Agora sinto como se tivesse se encerrado um ciclo. Valeu. Foi uma pá de cal na minha vida baladeira. Não pretendo tocar mais, nem voltar às pistas. Não digo que nunca, que NUNCA mais, mas balada agora só quando VOCÊ morrer.

(Na foto, velhos amigos tiozinhos que continuam sempre presentes na minha vida: Humberto Luminati, Fabia Sartori Fuzeti e Daniel Ambooleg.)

22/04/2023

ANDRÉ POMBA



Com o Pomba, em 2002.


Tristeza imensa de saber do falecimento do Pomba, que estava lutando contra um câncer há mais de um ano.

No lançamento de Mastigando Humanos, em 2006


É um amigo de quase TRINTA ANOS, conheci lá por 1995, nos primórdios da Loca, antes mesmo de ele criar o Grind, uma festa icônica da noite gay paulistana.

Naquela época, a noite gay ainda era muito padrão, baseada nas drags, nas divas, um cenário no qual eu não me identificava em nada. Pomba veio do rock, do metal, teve banda, criou a revista Dynamite e trouxe todo esse cenário para a noite gay paulistana.

Com o querido Ambooleg, no final dos 90. 

Seus domingos na Loca foram, de longe, a festa em que eu mais fui na vida. Toquei várias vezes como DJ, peguei meio mundo, conheci vários namorados, fiz muitos amigos, cheirei meia tonelada de pó...

O Pomba estava lá, sempre simpático, sempre centrado, comandando a festa. Sempre tocava Suede pra mim (e sempre me ouvia reclamar quando tocava pop, Madonna, Ricky Martin), era amigo de todo mundo.

No lançamento de BIOFOBIA, em 2014

E não foi amizade só de balada. Lembro que eu ia lá na revista dele, nos anos 90, quando precisava escanear fotos. A gente sempre morou perto, fosse quando ele morava em Pinheiros, fosse quando ele mudou pra Frei Caneca. A gente fazia a mesma academia. Ele foi a TODOS os lançamentos dos meus livros.
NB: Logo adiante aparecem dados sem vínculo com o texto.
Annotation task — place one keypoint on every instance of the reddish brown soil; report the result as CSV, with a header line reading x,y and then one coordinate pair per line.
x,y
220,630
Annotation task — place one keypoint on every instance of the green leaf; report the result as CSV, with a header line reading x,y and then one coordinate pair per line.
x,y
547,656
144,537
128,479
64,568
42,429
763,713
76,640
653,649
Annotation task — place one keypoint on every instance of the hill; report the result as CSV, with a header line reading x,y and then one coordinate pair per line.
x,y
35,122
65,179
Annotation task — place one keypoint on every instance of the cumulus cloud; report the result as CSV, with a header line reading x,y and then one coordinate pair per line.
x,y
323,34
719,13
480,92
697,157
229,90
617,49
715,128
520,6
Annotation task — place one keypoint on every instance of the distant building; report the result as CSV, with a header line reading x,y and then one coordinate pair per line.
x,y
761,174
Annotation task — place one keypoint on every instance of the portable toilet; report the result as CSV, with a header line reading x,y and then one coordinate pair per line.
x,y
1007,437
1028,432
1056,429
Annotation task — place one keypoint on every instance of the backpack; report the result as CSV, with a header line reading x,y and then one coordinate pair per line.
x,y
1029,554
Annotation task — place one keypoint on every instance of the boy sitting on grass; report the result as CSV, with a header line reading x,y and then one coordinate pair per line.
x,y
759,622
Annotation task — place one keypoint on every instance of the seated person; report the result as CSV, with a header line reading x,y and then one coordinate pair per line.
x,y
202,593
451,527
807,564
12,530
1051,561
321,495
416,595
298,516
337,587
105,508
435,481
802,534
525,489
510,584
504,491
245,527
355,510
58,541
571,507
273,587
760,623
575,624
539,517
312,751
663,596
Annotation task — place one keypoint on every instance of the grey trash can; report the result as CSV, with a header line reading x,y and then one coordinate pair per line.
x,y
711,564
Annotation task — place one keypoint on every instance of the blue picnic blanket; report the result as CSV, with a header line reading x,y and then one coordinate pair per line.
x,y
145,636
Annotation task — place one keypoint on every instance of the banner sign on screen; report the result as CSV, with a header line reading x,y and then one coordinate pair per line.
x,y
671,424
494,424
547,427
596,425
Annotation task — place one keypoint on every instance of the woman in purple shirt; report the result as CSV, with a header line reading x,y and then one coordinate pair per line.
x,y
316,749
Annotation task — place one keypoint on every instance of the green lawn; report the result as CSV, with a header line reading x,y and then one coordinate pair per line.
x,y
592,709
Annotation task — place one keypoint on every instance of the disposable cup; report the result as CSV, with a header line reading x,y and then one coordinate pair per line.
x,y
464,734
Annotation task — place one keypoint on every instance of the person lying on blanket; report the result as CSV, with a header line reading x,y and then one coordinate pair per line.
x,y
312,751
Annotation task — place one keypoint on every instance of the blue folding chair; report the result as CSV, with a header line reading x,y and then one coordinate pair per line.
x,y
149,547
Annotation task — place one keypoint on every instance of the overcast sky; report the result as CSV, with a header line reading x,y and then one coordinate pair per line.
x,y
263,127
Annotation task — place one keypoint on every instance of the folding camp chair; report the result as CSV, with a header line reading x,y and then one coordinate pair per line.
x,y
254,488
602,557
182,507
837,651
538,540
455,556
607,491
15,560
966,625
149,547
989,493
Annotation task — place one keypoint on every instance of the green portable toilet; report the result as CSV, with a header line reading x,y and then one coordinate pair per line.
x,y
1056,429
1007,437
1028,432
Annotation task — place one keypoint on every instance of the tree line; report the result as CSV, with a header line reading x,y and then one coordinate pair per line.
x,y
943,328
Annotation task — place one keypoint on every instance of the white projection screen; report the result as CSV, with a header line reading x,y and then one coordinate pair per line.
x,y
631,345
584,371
A última vez que o encontrei pessoalmente foi em 2021, quando levei um Fé no Inferno na casa dele. Ele é citado no livro, inclusive.

Em 2021

Depois que ele começou o tratamento, mandei mensagem para visitá-lo com minha namorada (que também era amiga dele), mas ele tava numa fase que não podia receber visitas. Ficou só o osso, depois parecia que tava melhorando, fez uma operação... A última vez que mandei mensagem pra ele foi no aniversário, agora em 10 de abril, ele visualizou, mandou coraçãozinho, mas mal respondeu, não sei o quanto estava mal...

Eu ia tocar amanhã numa festa pra arrecadar fundos pro tratamento dele. Agora não sei se vou, se vai rolar, se vai ter clima. Tudo muito triste. Tô revendo as fotos e as lembranças que tenho dele...

Pomba era um cara super do bem. Mas a vida é assim... Abraços a todos os amigos em comum, que com certeza também tão sentindo.

12/04/2023

LEITOR CRI-CRI



Mais um parecer/leitura crítica entregue. Tenho feito bastante.
Uma época eu fazia muito para editora, mas não é mesma coisa... Na leitura crítica para a editora, em geral só se preenche uma ficha apontando pontos positivos/negativos, público alvo, se recomenda a publicação ou não.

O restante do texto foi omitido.